The final in snowboard cross features four competitors racing against one another along a relatively narrow course that features various terrain, including jumps and even banked turns. It is not unusual to see one or more of the snowboarders fall, because they lose their balance, or even crash into one another.
In the women's final, two of the racers lost their balance and fell in the early going. American Lindsey Jacobellis, one of the best known athletes in the sport, took advantage by speeding to a huge lead. Perhaps feeling a bit too overconfident by what she thought would be an easy victory, she grabbed and twisted her board as she went over the next to last jump, but lost control and fell when she landed. A stunned Tanja Frieden of Switzerland went past and beat Jacobellis to the finish line.
Jacobellis explained what she was thinking.
"Well, I just went off the jump because I was having fun, and snowboarding is fun. And I was feeling great that I was ahead and, you know, I wanted to share with the crowd my enthusiasm. But, you know, I messed up and, oh well, it happens," she said.
Her coach, waiting at the finish line, fell over in disbelief when he saw what had happened.
Jacobellis had to field many tough questions after the event, but she says she is not bothered by the result.

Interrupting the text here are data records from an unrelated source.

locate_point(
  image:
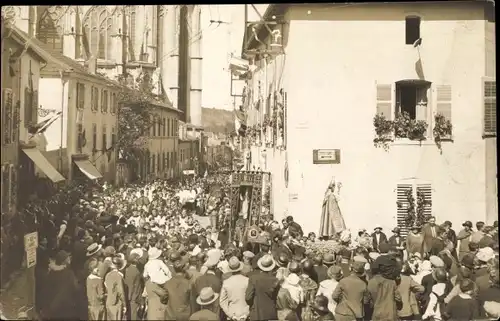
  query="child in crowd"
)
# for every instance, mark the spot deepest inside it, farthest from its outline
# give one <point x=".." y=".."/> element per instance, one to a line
<point x="155" y="269"/>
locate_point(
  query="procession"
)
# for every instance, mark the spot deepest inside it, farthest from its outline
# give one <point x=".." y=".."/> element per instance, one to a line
<point x="140" y="253"/>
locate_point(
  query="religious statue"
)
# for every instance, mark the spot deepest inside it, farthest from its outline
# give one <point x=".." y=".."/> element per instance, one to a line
<point x="244" y="203"/>
<point x="332" y="221"/>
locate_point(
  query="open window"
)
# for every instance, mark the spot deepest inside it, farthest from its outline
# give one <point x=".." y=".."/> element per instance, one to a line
<point x="412" y="98"/>
<point x="412" y="29"/>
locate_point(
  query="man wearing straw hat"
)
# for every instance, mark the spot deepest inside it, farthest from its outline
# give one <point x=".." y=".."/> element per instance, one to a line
<point x="262" y="291"/>
<point x="205" y="300"/>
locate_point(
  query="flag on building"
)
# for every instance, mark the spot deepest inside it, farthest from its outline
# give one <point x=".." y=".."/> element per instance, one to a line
<point x="42" y="126"/>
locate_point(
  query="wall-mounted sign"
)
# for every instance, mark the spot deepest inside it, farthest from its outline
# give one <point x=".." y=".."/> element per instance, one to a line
<point x="326" y="156"/>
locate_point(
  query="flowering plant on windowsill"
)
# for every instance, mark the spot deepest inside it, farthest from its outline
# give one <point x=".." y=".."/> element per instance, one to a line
<point x="414" y="208"/>
<point x="406" y="127"/>
<point x="442" y="130"/>
<point x="383" y="131"/>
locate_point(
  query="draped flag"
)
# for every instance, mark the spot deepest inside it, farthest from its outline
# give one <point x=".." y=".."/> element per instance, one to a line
<point x="43" y="125"/>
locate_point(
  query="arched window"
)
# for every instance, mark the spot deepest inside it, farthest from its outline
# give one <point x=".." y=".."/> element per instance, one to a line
<point x="48" y="30"/>
<point x="97" y="24"/>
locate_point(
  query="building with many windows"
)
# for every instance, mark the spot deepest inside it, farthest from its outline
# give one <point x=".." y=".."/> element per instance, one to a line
<point x="126" y="43"/>
<point x="384" y="82"/>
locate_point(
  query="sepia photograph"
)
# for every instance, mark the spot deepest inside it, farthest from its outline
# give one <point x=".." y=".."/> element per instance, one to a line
<point x="330" y="161"/>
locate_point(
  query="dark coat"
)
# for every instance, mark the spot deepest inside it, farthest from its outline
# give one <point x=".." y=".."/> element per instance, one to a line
<point x="134" y="284"/>
<point x="427" y="233"/>
<point x="294" y="227"/>
<point x="261" y="295"/>
<point x="179" y="295"/>
<point x="209" y="280"/>
<point x="62" y="288"/>
<point x="384" y="296"/>
<point x="375" y="244"/>
<point x="157" y="297"/>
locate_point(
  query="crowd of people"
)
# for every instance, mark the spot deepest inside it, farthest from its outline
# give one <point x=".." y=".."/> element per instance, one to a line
<point x="139" y="253"/>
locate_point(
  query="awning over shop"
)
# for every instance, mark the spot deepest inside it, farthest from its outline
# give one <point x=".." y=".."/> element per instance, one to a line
<point x="88" y="169"/>
<point x="43" y="164"/>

"Yeah, I can move on," she added. "Its just a race. I still won a silver. That's still something to come here for. People would still trade in silver for, you know, no race at all. You know, I have a teammate who got hurt and wasn't even able to compete, so you have got to look at it that way."
Winning the bronze medal in women's snowboard cross behind American Lindsey Jacobellis was Canadian Dominique Maltais.
Snowboarding has one event remaining here the parallel giant slalom, which begins with the men's competition next Wednesday.